New Three-Week GOP Funding Resolution Would Slash Funds For Tsunami Monitoring And Disaster Response

As ThinkProgress noted this morning, House Republicans’ budget would make massive cuts the country’s ability to monitor and respond to disasters like the tsunami that struck Japan last night. That proposal was stopped in the Senate this week. But today, in an unfortunate bit of bad timing, House Appropriations Committee Chair Hal Rogers (R-KY) introduced a new continuing resolution to fund the government for the next three weeks, while implementing more than $6 billion in budget cuts — including more than $100 million from the agency responsible for handling tsunamis. Beyond slashing funds to NOAA, the GOP plan would strip money from the agency that monitors earthquakes, along with other critical programs:

— NOAA: The agency with primary responsibility for warning Americans about natural disasters like tsunamis and hurricanes would lose more than $117 million in funding, including $99 million in cuts to its Operations, Research, and Facilities activites.

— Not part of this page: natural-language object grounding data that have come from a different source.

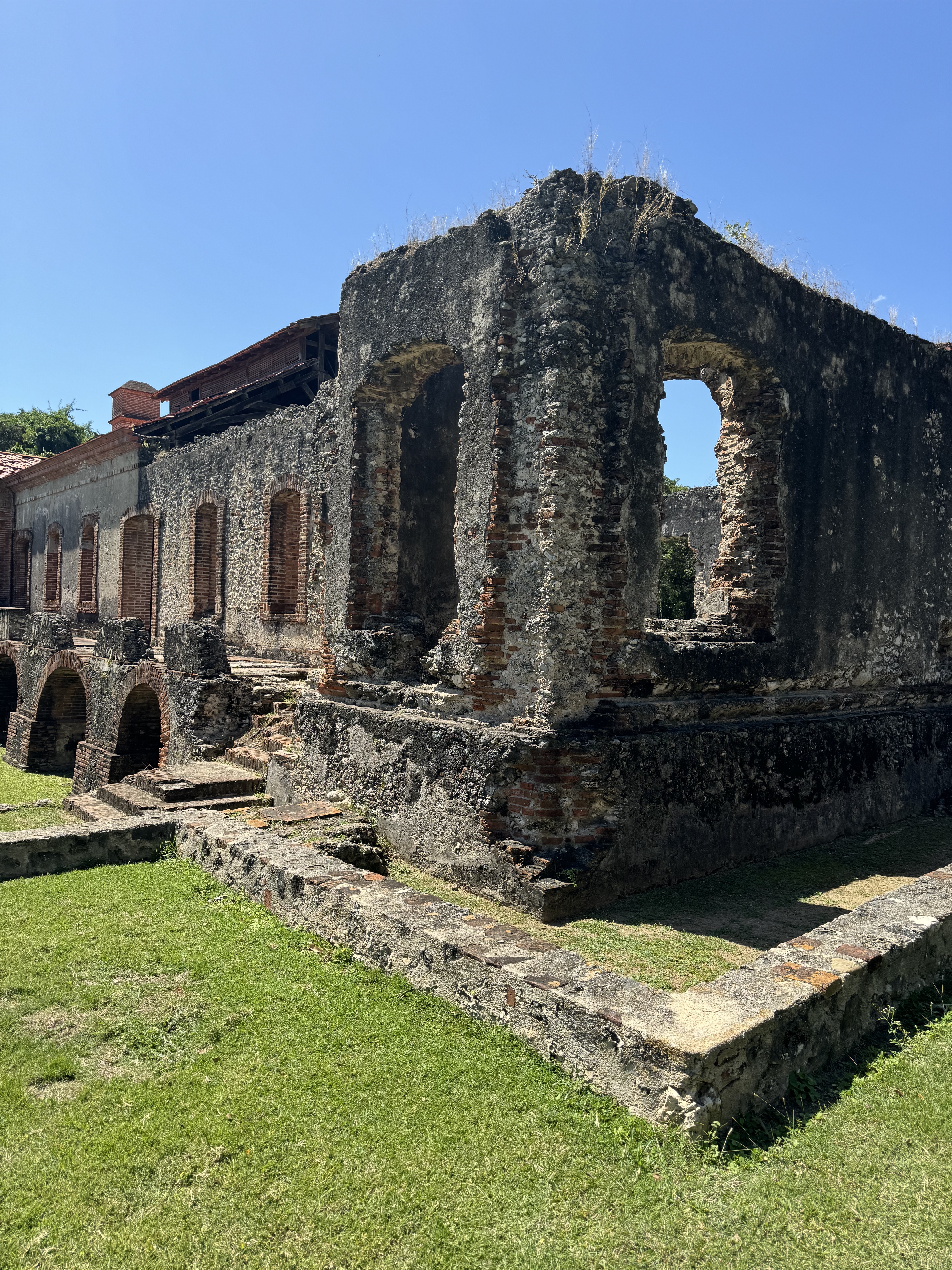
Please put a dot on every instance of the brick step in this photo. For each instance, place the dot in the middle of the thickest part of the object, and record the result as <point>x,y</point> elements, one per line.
<point>192,783</point>
<point>89,808</point>
<point>130,801</point>
<point>249,756</point>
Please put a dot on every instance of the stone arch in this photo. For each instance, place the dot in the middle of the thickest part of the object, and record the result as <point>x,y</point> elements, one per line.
<point>403,498</point>
<point>287,508</point>
<point>60,715</point>
<point>21,571</point>
<point>206,556</point>
<point>139,566</point>
<point>9,686</point>
<point>140,723</point>
<point>53,568</point>
<point>752,557</point>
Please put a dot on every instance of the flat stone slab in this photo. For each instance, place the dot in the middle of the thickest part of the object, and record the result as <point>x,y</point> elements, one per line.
<point>62,848</point>
<point>294,812</point>
<point>186,783</point>
<point>687,1058</point>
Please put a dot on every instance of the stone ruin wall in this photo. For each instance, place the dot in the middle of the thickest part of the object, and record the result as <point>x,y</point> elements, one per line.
<point>617,759</point>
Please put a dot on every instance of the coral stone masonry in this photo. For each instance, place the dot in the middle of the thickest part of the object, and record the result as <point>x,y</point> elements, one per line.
<point>410,552</point>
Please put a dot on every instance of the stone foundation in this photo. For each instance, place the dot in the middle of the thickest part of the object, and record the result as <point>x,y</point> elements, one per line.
<point>662,790</point>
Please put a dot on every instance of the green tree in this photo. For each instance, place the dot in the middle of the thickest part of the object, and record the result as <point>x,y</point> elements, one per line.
<point>44,432</point>
<point>676,580</point>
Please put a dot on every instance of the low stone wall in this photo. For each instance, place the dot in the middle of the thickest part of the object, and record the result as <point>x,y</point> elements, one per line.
<point>687,1058</point>
<point>59,849</point>
<point>556,821</point>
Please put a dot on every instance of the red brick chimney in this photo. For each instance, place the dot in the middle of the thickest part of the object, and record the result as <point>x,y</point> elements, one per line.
<point>132,404</point>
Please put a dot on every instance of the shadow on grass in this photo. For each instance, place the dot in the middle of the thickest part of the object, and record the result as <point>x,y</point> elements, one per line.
<point>757,1132</point>
<point>762,905</point>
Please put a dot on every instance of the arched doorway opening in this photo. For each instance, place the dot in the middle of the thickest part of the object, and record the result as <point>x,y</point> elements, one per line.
<point>206,561</point>
<point>407,442</point>
<point>8,694</point>
<point>60,724</point>
<point>140,738</point>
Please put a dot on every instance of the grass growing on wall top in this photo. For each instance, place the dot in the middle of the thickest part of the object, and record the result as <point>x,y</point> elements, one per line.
<point>187,1083</point>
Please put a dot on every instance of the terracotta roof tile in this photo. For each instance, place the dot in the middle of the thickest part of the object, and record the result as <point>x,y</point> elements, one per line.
<point>11,464</point>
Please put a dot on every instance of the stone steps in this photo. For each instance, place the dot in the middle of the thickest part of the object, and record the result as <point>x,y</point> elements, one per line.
<point>131,801</point>
<point>248,756</point>
<point>192,783</point>
<point>89,808</point>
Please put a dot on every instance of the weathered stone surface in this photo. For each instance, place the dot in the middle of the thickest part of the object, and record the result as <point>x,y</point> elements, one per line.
<point>196,648</point>
<point>696,515</point>
<point>711,1053</point>
<point>124,641</point>
<point>48,632</point>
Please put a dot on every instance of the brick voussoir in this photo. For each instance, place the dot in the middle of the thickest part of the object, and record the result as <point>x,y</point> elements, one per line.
<point>685,1058</point>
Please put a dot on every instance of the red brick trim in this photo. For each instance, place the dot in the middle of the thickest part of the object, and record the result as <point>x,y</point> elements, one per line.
<point>53,569</point>
<point>89,606</point>
<point>278,486</point>
<point>378,408</point>
<point>69,658</point>
<point>207,498</point>
<point>126,603</point>
<point>21,537</point>
<point>150,675</point>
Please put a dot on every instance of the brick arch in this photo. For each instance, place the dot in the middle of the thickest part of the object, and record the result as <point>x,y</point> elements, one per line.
<point>134,576</point>
<point>53,569</point>
<point>200,564</point>
<point>9,693</point>
<point>69,658</point>
<point>143,675</point>
<point>278,554</point>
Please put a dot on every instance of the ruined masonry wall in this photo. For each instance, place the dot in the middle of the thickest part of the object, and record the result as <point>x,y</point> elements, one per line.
<point>237,469</point>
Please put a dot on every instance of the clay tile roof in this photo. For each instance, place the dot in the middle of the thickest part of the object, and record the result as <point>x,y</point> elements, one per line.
<point>139,385</point>
<point>11,464</point>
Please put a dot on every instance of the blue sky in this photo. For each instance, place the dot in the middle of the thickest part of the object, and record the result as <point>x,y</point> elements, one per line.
<point>183,178</point>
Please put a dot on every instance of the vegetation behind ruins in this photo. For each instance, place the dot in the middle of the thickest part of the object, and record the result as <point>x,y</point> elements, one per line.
<point>187,1081</point>
<point>42,432</point>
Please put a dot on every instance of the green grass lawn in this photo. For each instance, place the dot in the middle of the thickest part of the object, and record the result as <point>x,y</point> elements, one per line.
<point>17,787</point>
<point>186,1083</point>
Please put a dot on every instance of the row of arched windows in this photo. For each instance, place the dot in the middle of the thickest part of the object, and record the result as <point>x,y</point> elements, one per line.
<point>284,582</point>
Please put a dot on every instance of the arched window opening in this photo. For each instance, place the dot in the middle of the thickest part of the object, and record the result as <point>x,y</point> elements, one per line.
<point>8,695</point>
<point>691,510</point>
<point>22,547</point>
<point>87,589</point>
<point>60,724</point>
<point>140,737</point>
<point>427,587</point>
<point>284,552</point>
<point>136,571</point>
<point>205,562</point>
<point>54,561</point>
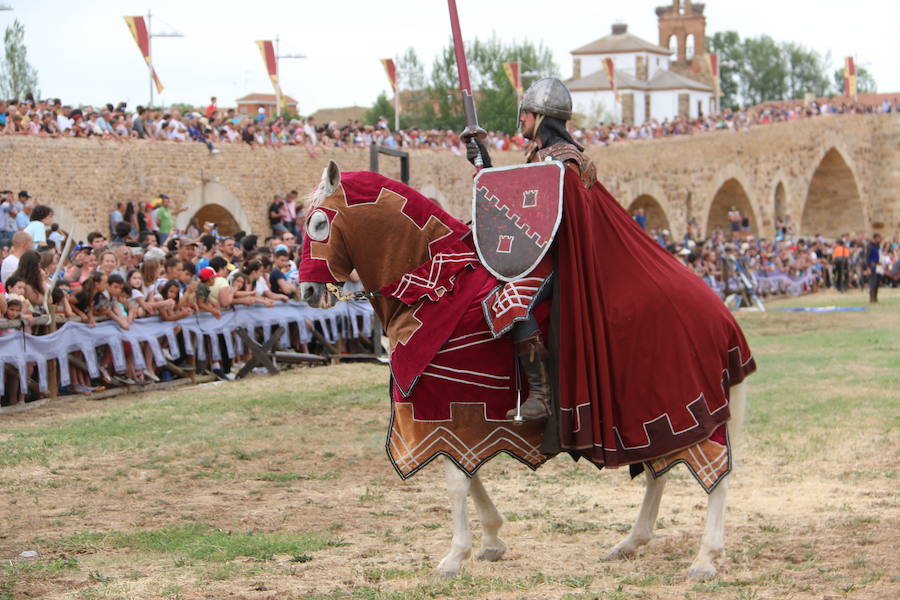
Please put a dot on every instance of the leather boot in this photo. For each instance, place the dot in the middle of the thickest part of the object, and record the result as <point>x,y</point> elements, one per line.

— U.S. Geological Survey: The agency that monitors earthquakes and other seismic activities will see more than $7 million cut from its Surveys, Investigations, and Research budget.

— Community Policing Services: The resolution would slash more than $194 million in local law enforcement funding, cutting $25 million from a campaign to crack down on methamphetamine abuse. $2 million would be cut from the Office of Nation Drug Control Policy federal drug control programs and $91 million from juvenile justice programs.


— Environmental Protection Agency: The EPA, a frequent target of the new GOP Congress, would see $217 million cut from its budget. Other agencies engaged in environmental protection and land conservation would lose more than $173 million from their budgets.

— National Forest Service: More than $50 million would be cut from the NFS, including $6 million to fight forest fires.

— Small Business: More than $64 million would be cut from agencies and programs that promote small businesses and community development.

In the midst of a fragile economic recovery and the beginning of hurricane and tornado season, House Republicans have shown their willingness to restrict the government’s ability to respond to natural disasters, aid small businesses, and protect America’s environment and streets.